Aside from freelance illustration, Dan also enjoys teaching. He has lectured all over the country at various workshops, and is the founder of Muddy Colors. He currently resides in Greensboro, NC where he lives with his Wife and two sons.
Wow! speechless…..Thanks for posting this can't to see what else you've got!
Went to his Stockbridge museum over break… !
wow cool!! didn´t know he painted these themes too.. allways saw him as an “happy world” illustrator!

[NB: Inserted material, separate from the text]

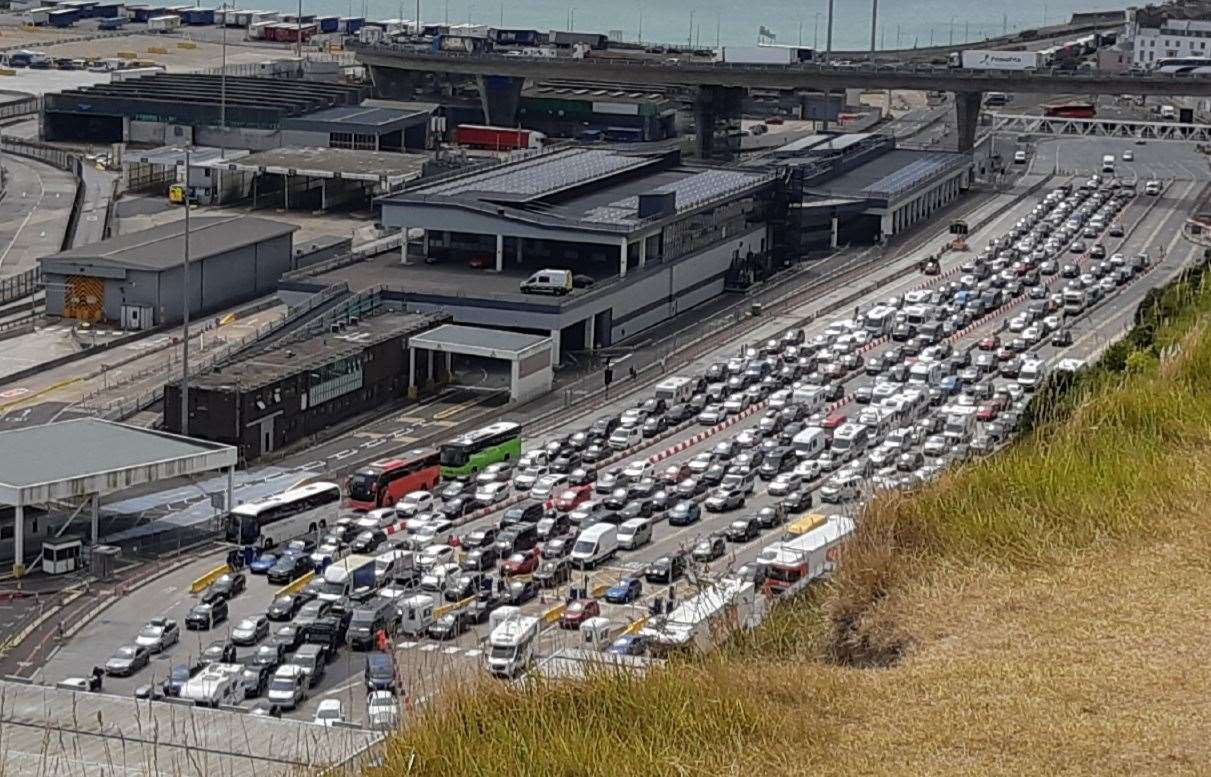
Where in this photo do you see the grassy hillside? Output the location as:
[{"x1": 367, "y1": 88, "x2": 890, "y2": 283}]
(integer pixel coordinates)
[{"x1": 372, "y1": 261, "x2": 1211, "y2": 777}]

Ruby Bridges walks to school in 1960.
Thanks for posting this!
Wow…great work…thanks for posting this!
And it's true, you always find something new to appreciate 🙂
I love his Lincoln paintings. And Freedom of Speech is one of my favourite paintings, ever. Sadly, I've never seen any of his paintings in the flesh.
Great idea Dan.
I've been to the museum Stockbridge a few times. It is amazing. ….People criticize his work for being overly sentimental, nostalgic, or even jejune. But his images are incredibly optimistic and innocent, and in a world saturated with nihilistic messages, and dark imagery, I always found his work a welcome addition to my illustration library. …Besides, not a bad legacy, to leave the world a little better than when you entered it. You know?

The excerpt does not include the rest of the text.